Built in collaboration with Archive, a resale technology firm, Marimekko Pre-loved revolves around the brand’s philosophy that “timeless design brings joy for generations to come.” Membership and listing items on the platform are completely free. Sellers will be able to redeem their earnings for cash or trade them in for a Marimekko gift voucher.
The marketplace is an extension of a pilot concept Marimekko introduced online last year to sell 60 vintage pieces in celebration of its 70th anniversary. While Marimekko Pre-Loved will only be available in Finland to begin with, the Adidas collaborator plans to extend the service to other markets in the “near future.” To celebrate the rollout, Marimekko will release a “special selection” of vintage dresses from the 1960s to 2000s from its archive.
“The launch of Marimekko Pre-loved marks an important step in our ambitious sustainability journey to further lengthen our product lifetime and contribute to the circular economy,” Enqvist said. “We are truly excited to introduce this inspiring, community-driven marketplace to people who love secondhand and vintage treasures and share a passion for bold prints and colors.”
Marimekko’s news comes as Mytheresa and Vestiaire Collective trumpeted the expansion of their resale partnership into the United States following a fruitful European debut.
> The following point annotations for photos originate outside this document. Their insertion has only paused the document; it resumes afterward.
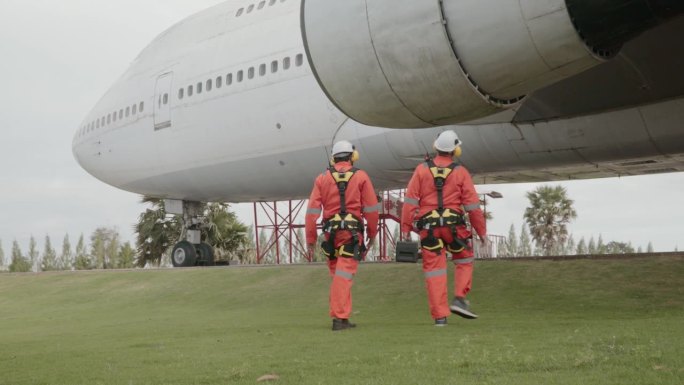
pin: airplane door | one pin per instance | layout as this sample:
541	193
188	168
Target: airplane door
162	102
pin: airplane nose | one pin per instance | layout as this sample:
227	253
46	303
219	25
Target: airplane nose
606	25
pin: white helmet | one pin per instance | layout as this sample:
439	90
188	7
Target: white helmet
447	141
342	147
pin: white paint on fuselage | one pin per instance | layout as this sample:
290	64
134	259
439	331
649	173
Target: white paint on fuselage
267	137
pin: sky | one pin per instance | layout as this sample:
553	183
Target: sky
59	57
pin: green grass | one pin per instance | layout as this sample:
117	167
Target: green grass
541	322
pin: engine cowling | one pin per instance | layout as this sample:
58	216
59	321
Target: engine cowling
421	63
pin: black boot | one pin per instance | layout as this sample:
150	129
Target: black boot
342	324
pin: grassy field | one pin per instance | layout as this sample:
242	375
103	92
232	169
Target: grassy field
541	322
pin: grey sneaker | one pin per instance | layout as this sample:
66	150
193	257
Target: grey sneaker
461	306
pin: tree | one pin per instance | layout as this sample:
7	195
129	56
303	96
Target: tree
126	256
104	243
600	246
2	254
49	262
591	249
19	264
223	231
66	258
33	256
511	243
82	260
570	246
525	248
618	248
156	232
549	213
582	247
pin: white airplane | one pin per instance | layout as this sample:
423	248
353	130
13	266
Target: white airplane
242	102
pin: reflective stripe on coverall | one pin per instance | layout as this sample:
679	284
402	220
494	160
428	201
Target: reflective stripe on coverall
362	202
421	198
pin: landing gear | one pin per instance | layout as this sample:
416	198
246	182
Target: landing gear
184	254
190	251
205	255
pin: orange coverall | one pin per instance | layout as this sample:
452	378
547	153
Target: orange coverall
459	194
362	202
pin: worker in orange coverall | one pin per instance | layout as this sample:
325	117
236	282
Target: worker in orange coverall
438	194
345	196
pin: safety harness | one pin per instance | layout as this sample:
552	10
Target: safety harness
343	221
441	216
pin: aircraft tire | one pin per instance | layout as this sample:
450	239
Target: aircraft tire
183	254
206	254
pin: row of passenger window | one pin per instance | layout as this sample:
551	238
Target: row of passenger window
113	117
259	6
239	76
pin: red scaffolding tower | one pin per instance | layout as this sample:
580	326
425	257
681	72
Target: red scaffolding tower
283	219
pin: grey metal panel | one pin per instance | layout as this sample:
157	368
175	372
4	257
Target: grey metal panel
648	69
512	48
415	53
343	57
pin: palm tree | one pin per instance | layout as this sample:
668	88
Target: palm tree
156	233
223	231
550	212
159	232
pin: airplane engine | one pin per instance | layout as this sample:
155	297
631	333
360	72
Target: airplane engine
421	63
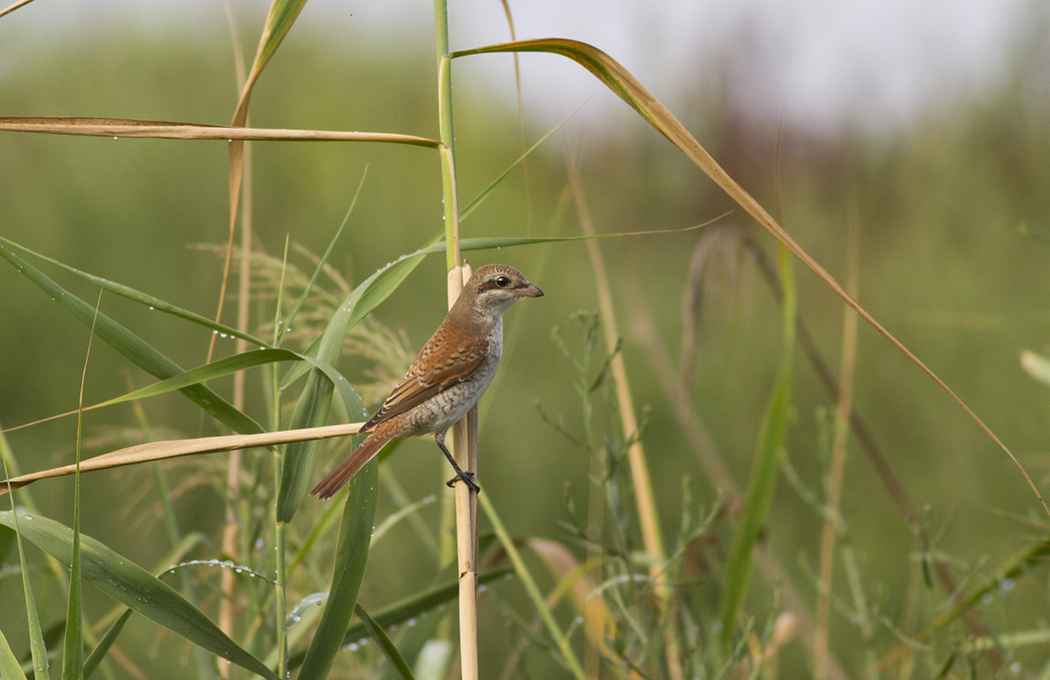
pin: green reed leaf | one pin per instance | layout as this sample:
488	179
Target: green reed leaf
134	588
“After great success in Europe we’re excited to bring our unique and innovative partnership with Vestiaire Collective to the hugely important U.S. market,” Mytheresa CEO Michael Kliger said last week. “The resale service will provide a real benefit to our loyal U.S. customers by giving their designer pieces a second life while at the same time we fulfill our ESG commitment to drive circularity within the industry.“
Mytheresa credits the year-old resale program’s “quick and easy” selling process for winning the luxury e-tailer’s customers over to circular fashion. The U.S. extension offers the service to Mytheresa’s top American customers, who’ll be able to solicit a price quote for their secondhand item through a dedicated landing page. As soon as the piece is checked and authenticated by Vestiaire Collective’s U.S. authentication center, the Mytheresa customer can expect immediate payment in form of Mytheresa store credit.
“We are thrilled to expand our partnership with Mytheresa to serve the United States market,” said Vestiaire Collective CEO Maximilian Bittner. “We’re confident that U.S. customers will appreciate our trustworthy authentication service and the simplicity of our platform, which has already been met with resounding success in Europe. By introducing more luxury consumers to resale, we hope to amplify its importance in building a more sustainable and inclusive fashion industry.”
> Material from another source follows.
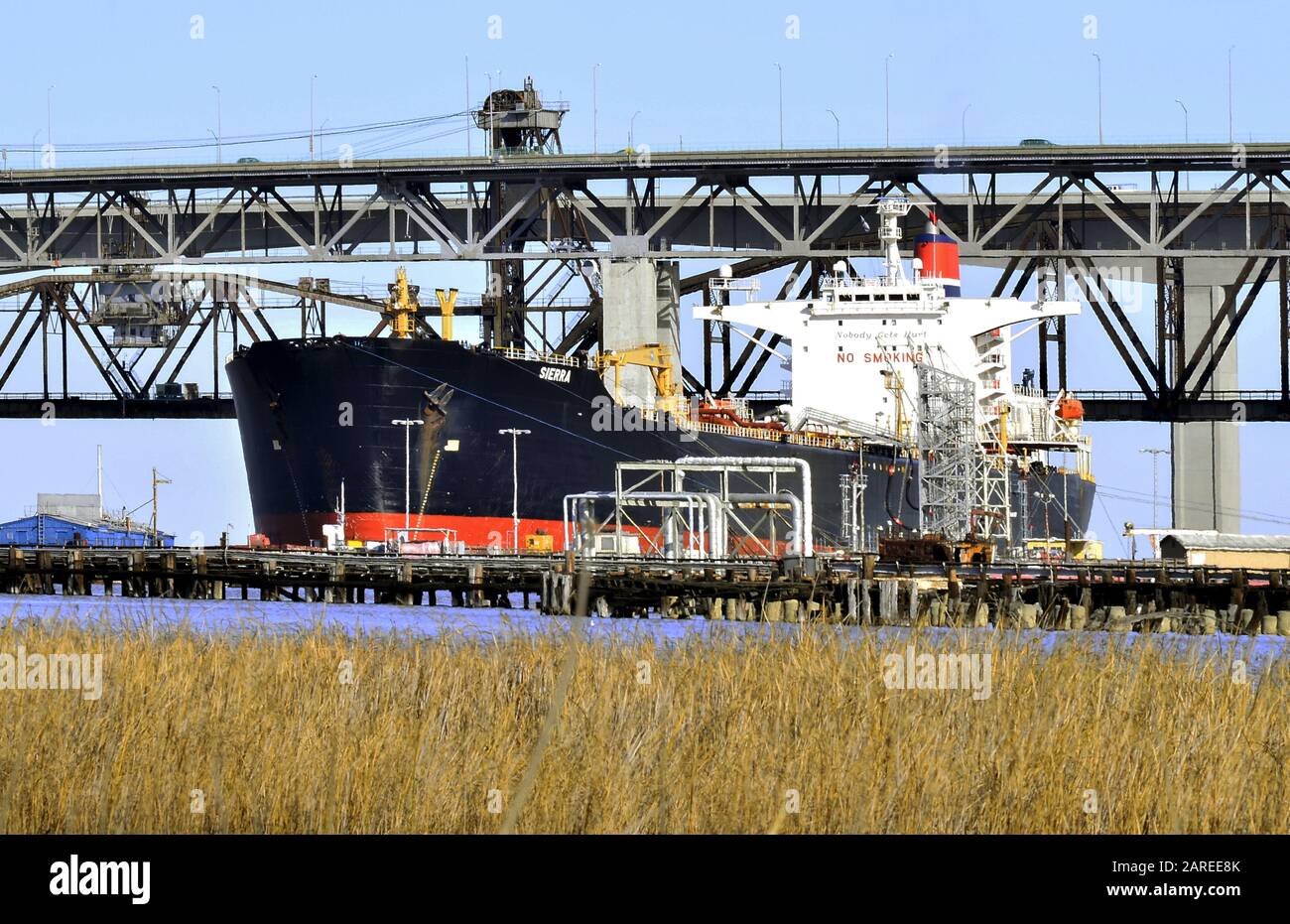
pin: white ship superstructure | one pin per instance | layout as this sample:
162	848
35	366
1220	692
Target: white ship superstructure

One brand that is turning up its nose at the zeitgeist, however, is Hermès. The Birkin bag maker said Friday that it couldn’t be less interested in presenting its customers with pre-used options, which it said could inflate prices and encourage fakes.
“It would be to the detriment of our regular client who comes to the store,” CEO Axel Dumas said in a call with analysts after Hermès published its second-quarter results. The French house reported strong sales that were up 26 percent to 2.7 billion euros ($2.7 billion). Its operating margins jumped to a record high of 42 percent.
“It’s a pity and this not something that is encouraged by Hermès, and this is in fact something that we don’t approve of,” Dumas said of secondary market channels. “It obliges real customers to buy products that are much more costly in other situations and sometimes mixed with counterfeited products, and this is something that we don’t do and don’t at all support knowing that there is a certain hypocrisy in the secondhand market when its products are almost new.”